Hypothesis Testing: Why is it wrong to accept the Null Hypothesis?

Pankaj Agarwal
Analytics Vidhya
Published in
5 min readJul 30, 2021
Failure to reject a hypothesis doesn’t imply that the hypothesis is True

Introduction

In an A/B test, we use hypothesis testing to check for significance about whether our new feature is actually improving the metrics of interest as compared to control group. During the analysis, if p-value turns out to be greater that 5%(say), I sometimes conclude that we accept the null hypothesis i.e. the new feature is not any different compared to the old feature. Is the statement wrong ? After all, if we cannot reject the null hypothesis then what is the harm in saying that we accept it ? This is actually a very wrong conclusion to make from this test. In this blog, I will try to intuitively explain the reasoning behind this.

Human Cognitive Bias

Let me explain this bias using a game that I played with a friend.
Imagine I have created a rule in my mind and my friend is supposed to guess what that rule is. To do that, I will tell him 3 numbers which follow the rule I created. My friend can ask me if another set of 3 different numbers follow the rule or not. I can either confirm or deny that.

Me: The three numbers which follow my rule are 2, 4 and 8. Guess my rule ?

Friend: Okay ! Does 6, 12, 24 follow your rule ?

Me: Yes, it follows my rule !

Friend: Okay, so it’s simple, the rule is “x2” (multiply each number by 2).

Me: No, that’s not the rule.

Friend: Does 10, 20, 40 follow your rule

Me: Yes, it follows my rule ! But my rule is not “x2”.

Friend: How about 1000, 2000, 4000 ?

Me: Yes, it follows my rule. But my rule is not “x2”.

Friend: That’s mind baffling :| How is this possible ? I don’t know what your rule is then.

Me: Let me give you a hint .Why don’t you try to disprove the rule which you have in mind rather than proving it ?

Friend: Okay, Let me check for numbers which doesn’t follow “x2” rule. Does 2, 4, 7 follow your rule ?

Me: Yes, they follow.

Friend: Okay that’s crazy ! How about 5,4,3 ?

Me: Nope, that doesn’t follow my rule.

Friend: Okay, I see ! Is your rule, that all 3 numbers must be in ascending order ?

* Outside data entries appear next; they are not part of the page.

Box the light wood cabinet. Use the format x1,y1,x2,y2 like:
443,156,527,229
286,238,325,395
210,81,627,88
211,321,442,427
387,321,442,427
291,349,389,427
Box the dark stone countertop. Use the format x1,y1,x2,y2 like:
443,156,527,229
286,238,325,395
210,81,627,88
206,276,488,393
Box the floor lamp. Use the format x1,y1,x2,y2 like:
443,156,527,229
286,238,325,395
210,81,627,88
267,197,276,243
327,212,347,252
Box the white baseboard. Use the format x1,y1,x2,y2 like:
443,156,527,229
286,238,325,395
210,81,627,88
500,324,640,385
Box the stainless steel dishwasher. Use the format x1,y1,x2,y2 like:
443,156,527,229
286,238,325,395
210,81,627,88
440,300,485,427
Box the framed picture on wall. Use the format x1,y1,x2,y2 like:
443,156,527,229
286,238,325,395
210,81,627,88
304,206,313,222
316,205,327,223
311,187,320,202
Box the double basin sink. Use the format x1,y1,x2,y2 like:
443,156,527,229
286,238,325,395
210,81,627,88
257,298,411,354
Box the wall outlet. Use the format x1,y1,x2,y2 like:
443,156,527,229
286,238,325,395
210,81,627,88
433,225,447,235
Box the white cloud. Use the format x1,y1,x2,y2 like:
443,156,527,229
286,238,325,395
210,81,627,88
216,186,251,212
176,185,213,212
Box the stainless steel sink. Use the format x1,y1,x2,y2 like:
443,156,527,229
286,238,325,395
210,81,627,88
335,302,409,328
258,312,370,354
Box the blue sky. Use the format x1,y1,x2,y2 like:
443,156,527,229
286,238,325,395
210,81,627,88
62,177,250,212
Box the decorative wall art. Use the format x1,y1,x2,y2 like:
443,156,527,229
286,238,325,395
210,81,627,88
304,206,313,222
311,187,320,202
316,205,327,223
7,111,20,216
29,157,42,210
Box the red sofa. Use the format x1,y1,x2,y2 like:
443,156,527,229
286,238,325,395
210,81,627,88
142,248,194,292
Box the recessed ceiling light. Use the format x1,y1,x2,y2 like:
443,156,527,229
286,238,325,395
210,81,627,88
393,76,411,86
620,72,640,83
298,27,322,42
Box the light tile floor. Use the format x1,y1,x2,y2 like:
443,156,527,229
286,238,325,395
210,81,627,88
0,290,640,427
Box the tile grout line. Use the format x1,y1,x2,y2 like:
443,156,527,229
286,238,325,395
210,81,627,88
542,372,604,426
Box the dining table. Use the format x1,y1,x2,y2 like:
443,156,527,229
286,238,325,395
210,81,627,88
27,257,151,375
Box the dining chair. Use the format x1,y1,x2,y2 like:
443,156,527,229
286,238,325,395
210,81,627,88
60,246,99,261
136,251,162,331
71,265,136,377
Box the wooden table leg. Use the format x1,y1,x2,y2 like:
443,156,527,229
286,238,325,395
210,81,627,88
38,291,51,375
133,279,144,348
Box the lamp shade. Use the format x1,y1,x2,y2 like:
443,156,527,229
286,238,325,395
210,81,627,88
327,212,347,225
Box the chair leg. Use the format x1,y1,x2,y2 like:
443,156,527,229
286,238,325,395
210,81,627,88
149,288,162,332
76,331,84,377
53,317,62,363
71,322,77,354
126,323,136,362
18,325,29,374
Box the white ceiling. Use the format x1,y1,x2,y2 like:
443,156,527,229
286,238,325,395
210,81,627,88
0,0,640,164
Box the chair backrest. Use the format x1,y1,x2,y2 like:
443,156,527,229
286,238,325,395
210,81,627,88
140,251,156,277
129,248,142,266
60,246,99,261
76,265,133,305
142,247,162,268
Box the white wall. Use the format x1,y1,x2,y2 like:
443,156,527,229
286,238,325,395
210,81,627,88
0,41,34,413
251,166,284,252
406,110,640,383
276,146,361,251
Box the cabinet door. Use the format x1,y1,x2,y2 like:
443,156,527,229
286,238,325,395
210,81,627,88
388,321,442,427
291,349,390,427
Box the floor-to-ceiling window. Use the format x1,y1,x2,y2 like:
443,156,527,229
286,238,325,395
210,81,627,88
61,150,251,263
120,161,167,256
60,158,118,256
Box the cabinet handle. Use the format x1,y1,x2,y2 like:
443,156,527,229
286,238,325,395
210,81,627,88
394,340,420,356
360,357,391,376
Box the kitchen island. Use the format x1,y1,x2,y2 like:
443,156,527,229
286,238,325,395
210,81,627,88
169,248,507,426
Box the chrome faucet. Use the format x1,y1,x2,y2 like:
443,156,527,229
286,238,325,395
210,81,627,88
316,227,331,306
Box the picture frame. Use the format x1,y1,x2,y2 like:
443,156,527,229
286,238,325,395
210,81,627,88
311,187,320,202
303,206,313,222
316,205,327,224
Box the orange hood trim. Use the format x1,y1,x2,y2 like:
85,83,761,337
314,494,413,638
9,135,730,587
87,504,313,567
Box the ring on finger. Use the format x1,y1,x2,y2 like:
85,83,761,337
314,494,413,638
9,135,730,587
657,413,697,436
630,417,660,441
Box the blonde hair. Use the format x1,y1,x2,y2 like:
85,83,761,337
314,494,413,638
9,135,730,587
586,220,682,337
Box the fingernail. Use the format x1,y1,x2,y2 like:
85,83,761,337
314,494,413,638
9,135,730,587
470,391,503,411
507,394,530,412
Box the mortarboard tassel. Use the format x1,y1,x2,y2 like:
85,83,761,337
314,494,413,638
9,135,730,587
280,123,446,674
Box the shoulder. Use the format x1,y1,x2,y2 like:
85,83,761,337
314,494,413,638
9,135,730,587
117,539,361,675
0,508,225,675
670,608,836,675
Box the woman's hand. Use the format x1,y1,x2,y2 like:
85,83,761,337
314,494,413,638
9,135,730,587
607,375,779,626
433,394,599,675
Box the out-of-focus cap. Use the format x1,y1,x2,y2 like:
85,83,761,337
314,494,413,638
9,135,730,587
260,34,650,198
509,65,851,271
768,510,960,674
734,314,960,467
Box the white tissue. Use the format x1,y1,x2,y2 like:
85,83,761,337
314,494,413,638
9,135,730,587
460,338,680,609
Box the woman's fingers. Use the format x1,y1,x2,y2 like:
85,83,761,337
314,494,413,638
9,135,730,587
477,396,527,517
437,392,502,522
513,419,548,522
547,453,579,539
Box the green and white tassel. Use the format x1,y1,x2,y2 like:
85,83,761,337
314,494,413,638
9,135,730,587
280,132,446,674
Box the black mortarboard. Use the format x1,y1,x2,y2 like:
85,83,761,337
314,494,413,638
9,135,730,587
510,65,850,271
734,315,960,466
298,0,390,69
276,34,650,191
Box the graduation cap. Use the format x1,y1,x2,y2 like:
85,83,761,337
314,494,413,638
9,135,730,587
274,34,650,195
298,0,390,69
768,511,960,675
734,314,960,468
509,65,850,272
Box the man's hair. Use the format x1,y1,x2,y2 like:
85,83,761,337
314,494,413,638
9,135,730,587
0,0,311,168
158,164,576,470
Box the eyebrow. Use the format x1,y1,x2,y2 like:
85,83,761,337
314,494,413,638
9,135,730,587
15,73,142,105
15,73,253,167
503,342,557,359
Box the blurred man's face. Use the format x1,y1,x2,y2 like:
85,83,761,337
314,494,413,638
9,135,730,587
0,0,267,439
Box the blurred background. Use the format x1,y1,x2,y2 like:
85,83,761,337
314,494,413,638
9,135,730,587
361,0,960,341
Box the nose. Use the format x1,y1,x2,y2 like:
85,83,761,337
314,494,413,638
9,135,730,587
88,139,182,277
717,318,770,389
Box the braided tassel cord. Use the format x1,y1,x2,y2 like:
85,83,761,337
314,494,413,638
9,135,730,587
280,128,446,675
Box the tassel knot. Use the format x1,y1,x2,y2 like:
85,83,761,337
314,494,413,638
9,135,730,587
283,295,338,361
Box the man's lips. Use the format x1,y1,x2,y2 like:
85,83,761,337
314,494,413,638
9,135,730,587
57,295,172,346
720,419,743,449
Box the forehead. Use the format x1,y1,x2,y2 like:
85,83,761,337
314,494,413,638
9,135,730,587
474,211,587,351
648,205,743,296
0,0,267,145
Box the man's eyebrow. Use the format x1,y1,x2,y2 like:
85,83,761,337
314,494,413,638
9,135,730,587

Me: Yes !! You guessed it right.

Conclusion — A set of observations can come from multiple truths / hypothesis/ theories. It’s often very hard to prove a theory using empirical evidence. Because to do that you need to disprove all the other possible theories which explain the observed data which is impractical. That is why we find it easier to reject a theory rather than trying to prove it. And if we are unable to reject the theory basis the evidence, an appropriate statement is to say that we fail to reject the hypothesis under trial. We cannot say that we accept this hypothesis.

Explanation using Court Verdict

If a court pronounces an accused not guilty, does that mean that the accused is innocent ?

In most court proceedings, it is assumed that an accused person (say Alex) is innocent until their guilt is proven. The job of the prosecutor is to prove him guilty beyond a reasonable doubt. Then on the basis of produced evidence and arguments, the judge/jury arrives at either of these two conclusions —

  1. Guilty: Basis the evidence, the court is convinced that Alex committed the crime and hence is declared guilty.
  2. Not Guilty: Basis the evidence, we could not come to a conclusion that the accused has committed a crime.

In the latter case, is the judge / jury sure that Alex is innocent ? The answer is No. Even if Alex has committed the crime, the evidence is not sufficient to prove the hypothesis that Alex is guilty beyond a reasonable doubt. May the investigation was not full proof and thus the evidence collected was insufficient. The court can make a mistake here but it prefers to err on the side of False Negative.

Statistical Reasoning

My goal is to statistically examine whether the coin is biased or unbiased. As you might have guessed, it’s easier to reject the hypothesis that the coin is unbiased that try to prove it is unbiased. Hence, we start perform an experiment and perform z-test with the below setup —

Null Hypothesis (H0): p = 0.5 ( p = true probability of heads)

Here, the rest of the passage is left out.